PL/Python initialization cleanup

Started by Peter Eisentraut12 days ago3 messages
#1Peter Eisentraut
peter@eisentraut.org
4 attachment(s)

As I was working through steps to make PL/Python more thread-safe, I
noticed that the initialization code of PL/Python is pretty messy. I
think some of this has grown while both Python 2 and 3 were supported,
because they required different initialization steps, and we had some
defenses against accidentally running both at the same time. But that
is over, and right now a lot of this doesn't make sense anymore. For
example, the function PLy_init_interp() said "Initialize the Python
interpreter ..." but it didn't actually do this, and PLy_init_plpy()
said "initialize plpy module" but it didn't do that either (or at least
they used the term "initialize" in non-standard ways).

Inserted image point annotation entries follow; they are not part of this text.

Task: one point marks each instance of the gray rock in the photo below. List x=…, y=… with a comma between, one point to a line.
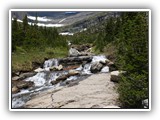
x=145, y=103
x=24, y=84
x=39, y=70
x=61, y=78
x=15, y=90
x=73, y=52
x=72, y=73
x=26, y=75
x=115, y=75
x=56, y=68
x=96, y=67
x=15, y=78
x=54, y=82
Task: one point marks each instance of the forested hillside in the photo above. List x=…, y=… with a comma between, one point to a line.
x=123, y=38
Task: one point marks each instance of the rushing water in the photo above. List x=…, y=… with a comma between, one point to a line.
x=42, y=80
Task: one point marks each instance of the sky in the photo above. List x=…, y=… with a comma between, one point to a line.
x=4, y=52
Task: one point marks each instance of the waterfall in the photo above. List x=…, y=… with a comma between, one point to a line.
x=50, y=63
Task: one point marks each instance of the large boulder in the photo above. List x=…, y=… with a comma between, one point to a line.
x=96, y=67
x=115, y=75
x=56, y=68
x=15, y=90
x=24, y=84
x=39, y=70
x=53, y=82
x=61, y=78
x=72, y=73
x=15, y=78
x=26, y=75
x=145, y=103
x=73, y=52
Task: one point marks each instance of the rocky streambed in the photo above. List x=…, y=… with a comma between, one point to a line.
x=61, y=76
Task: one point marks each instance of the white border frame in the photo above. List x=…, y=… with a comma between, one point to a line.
x=118, y=10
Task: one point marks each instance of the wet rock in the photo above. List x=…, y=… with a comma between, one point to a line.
x=71, y=60
x=111, y=107
x=96, y=67
x=61, y=78
x=115, y=75
x=71, y=67
x=15, y=78
x=56, y=68
x=37, y=65
x=72, y=83
x=24, y=84
x=72, y=73
x=73, y=52
x=23, y=76
x=15, y=90
x=105, y=69
x=145, y=103
x=26, y=75
x=39, y=70
x=54, y=82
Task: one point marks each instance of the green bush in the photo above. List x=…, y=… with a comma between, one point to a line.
x=133, y=88
x=49, y=51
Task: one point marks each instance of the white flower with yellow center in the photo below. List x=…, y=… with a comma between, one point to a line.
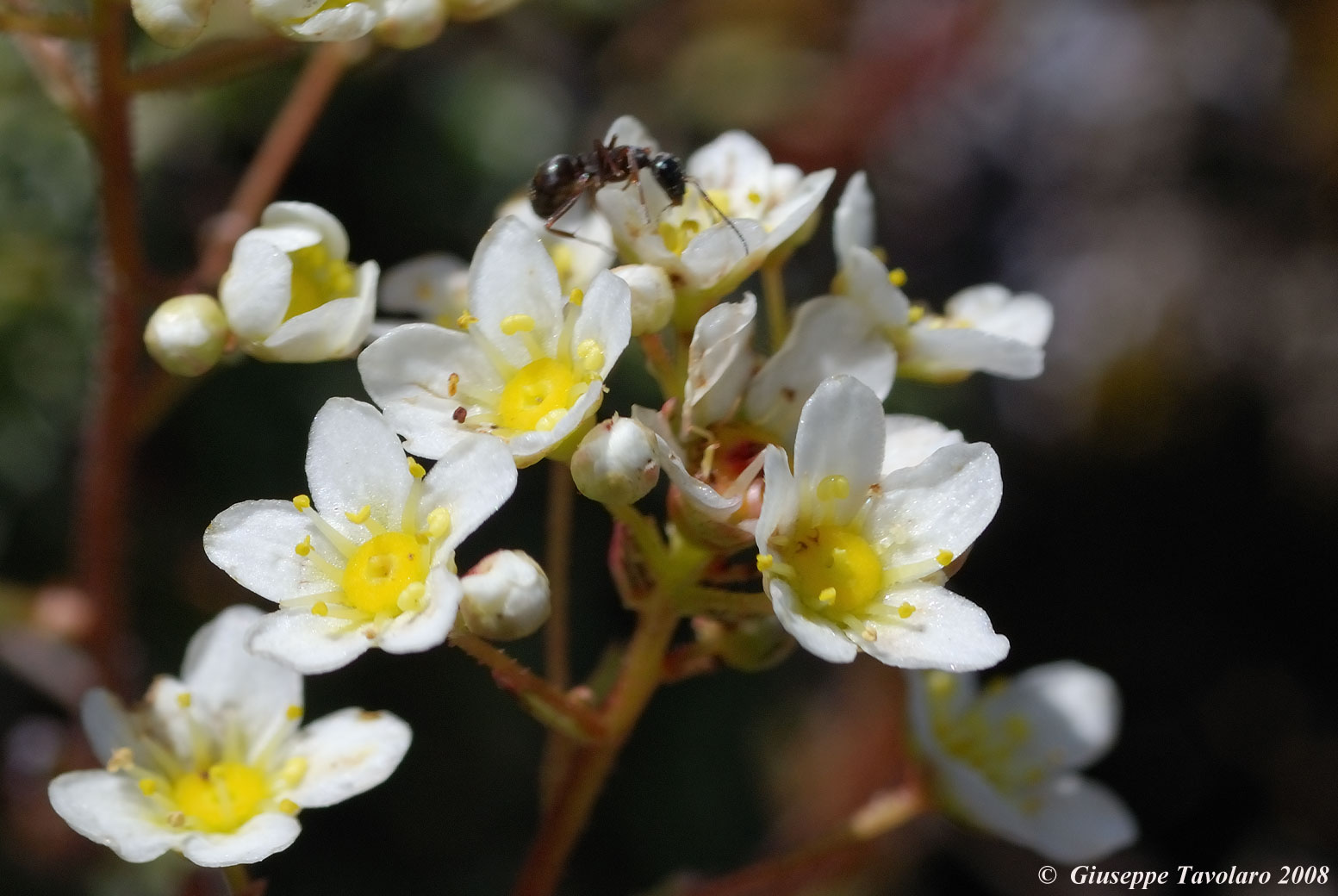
x=215, y=765
x=704, y=256
x=527, y=370
x=854, y=561
x=290, y=293
x=982, y=328
x=368, y=559
x=1005, y=758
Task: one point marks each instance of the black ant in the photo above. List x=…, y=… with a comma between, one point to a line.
x=559, y=182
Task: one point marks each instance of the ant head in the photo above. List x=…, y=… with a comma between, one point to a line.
x=553, y=184
x=669, y=174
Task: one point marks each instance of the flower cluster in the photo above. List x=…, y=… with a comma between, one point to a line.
x=799, y=511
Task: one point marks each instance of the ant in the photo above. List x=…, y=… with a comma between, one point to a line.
x=559, y=182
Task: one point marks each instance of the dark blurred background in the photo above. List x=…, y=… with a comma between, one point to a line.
x=1163, y=171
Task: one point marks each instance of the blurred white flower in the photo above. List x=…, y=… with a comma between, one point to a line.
x=1005, y=758
x=529, y=370
x=215, y=765
x=368, y=559
x=290, y=293
x=854, y=561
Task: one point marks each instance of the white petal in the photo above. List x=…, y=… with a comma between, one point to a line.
x=841, y=433
x=853, y=222
x=910, y=440
x=941, y=504
x=831, y=336
x=950, y=351
x=605, y=317
x=1080, y=820
x=257, y=288
x=1072, y=712
x=254, y=543
x=779, y=499
x=307, y=642
x=353, y=460
x=945, y=632
x=993, y=309
x=413, y=632
x=790, y=215
x=471, y=481
x=221, y=675
x=817, y=636
x=720, y=360
x=110, y=809
x=261, y=836
x=735, y=161
x=347, y=753
x=628, y=130
x=408, y=373
x=514, y=274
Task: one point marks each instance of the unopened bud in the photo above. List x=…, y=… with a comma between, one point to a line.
x=652, y=297
x=186, y=334
x=506, y=597
x=616, y=463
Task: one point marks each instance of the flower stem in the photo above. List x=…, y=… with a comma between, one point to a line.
x=269, y=166
x=774, y=293
x=108, y=439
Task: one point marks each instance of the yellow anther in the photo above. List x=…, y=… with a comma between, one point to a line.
x=834, y=488
x=411, y=598
x=439, y=522
x=513, y=324
x=590, y=355
x=121, y=758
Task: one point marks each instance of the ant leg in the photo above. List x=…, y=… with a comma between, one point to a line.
x=716, y=208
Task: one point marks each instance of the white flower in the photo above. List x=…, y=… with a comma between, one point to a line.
x=982, y=328
x=704, y=256
x=370, y=558
x=530, y=368
x=854, y=561
x=290, y=293
x=1005, y=758
x=215, y=765
x=506, y=597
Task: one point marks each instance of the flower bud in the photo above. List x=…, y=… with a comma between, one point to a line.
x=506, y=597
x=652, y=297
x=186, y=334
x=614, y=463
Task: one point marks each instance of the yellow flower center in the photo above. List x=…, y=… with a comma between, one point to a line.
x=835, y=570
x=317, y=278
x=222, y=797
x=539, y=394
x=382, y=569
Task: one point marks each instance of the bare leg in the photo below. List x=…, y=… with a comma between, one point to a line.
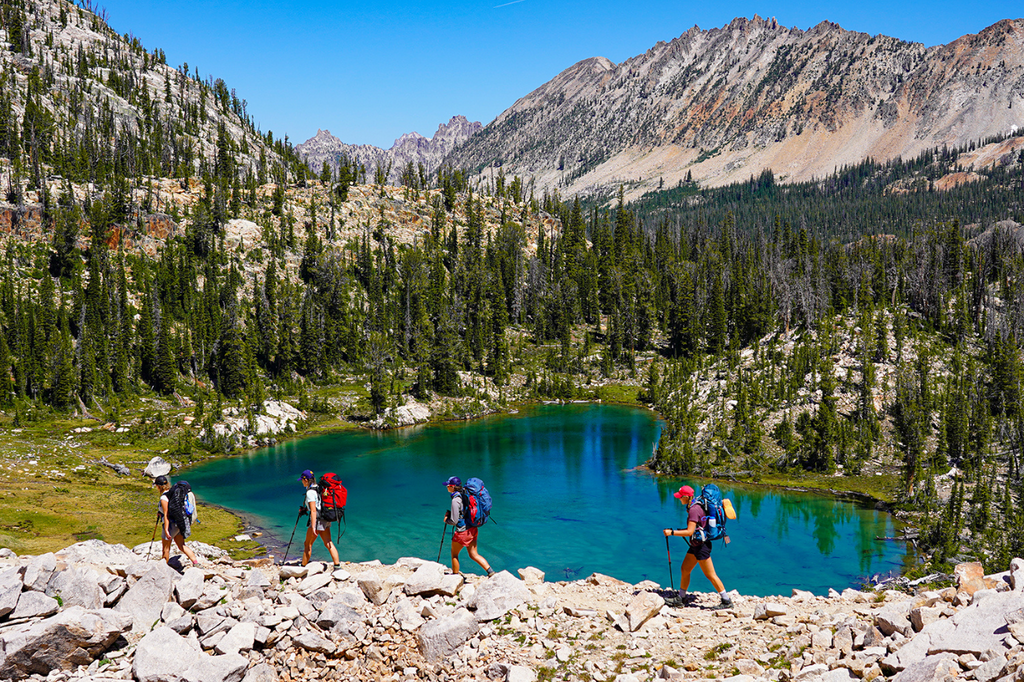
x=456, y=548
x=180, y=542
x=475, y=556
x=326, y=537
x=709, y=570
x=684, y=572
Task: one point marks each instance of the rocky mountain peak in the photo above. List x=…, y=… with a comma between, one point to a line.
x=410, y=147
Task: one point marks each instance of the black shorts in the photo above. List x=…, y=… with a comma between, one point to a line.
x=701, y=551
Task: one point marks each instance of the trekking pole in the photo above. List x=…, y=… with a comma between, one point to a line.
x=443, y=533
x=291, y=539
x=153, y=540
x=672, y=580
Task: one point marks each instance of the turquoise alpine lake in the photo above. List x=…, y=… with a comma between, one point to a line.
x=570, y=498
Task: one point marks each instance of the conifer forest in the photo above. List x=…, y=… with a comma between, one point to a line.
x=860, y=329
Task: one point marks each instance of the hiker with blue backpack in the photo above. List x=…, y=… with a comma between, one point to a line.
x=176, y=509
x=470, y=507
x=702, y=525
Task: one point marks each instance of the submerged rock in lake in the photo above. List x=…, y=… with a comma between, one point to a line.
x=255, y=622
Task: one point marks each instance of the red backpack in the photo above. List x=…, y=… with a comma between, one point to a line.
x=333, y=497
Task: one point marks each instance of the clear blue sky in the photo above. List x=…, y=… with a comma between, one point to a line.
x=369, y=71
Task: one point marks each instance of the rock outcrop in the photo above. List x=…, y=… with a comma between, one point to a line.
x=255, y=622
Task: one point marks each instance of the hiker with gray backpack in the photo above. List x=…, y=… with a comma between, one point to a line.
x=176, y=509
x=470, y=508
x=706, y=516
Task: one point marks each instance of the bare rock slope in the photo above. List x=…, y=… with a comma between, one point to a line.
x=98, y=612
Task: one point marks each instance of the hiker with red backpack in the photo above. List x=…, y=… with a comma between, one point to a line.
x=701, y=526
x=470, y=507
x=318, y=522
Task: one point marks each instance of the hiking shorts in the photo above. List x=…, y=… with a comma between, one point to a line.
x=173, y=531
x=464, y=538
x=700, y=551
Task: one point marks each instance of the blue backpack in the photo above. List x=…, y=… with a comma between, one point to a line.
x=711, y=501
x=475, y=503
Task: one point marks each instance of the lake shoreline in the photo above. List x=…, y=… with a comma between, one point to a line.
x=274, y=547
x=607, y=441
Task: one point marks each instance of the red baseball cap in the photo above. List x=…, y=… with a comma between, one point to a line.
x=685, y=491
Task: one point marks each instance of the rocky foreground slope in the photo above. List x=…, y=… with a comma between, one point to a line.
x=97, y=611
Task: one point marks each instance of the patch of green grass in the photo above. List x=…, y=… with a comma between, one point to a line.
x=545, y=674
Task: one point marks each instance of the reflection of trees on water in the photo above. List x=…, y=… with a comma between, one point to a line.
x=823, y=518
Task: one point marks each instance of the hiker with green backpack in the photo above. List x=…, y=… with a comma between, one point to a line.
x=702, y=525
x=318, y=524
x=470, y=508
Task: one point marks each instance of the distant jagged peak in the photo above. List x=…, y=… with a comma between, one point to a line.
x=414, y=137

Here are some patches to clean this up. After this change, all the
global initialization is called directly from _PG_init(), and the plpy
module initialization is all called from its registered initialization
function PyInit_plpy(). (For the thread-safety job, the plpy module
initialization will need to be rewritten using a different API. That's
why I'm keen to have it clearly separated.) I also tried to add more
comments and make existing comments more precise. There was also some
apparently obsolete or redundant code that could be deleted.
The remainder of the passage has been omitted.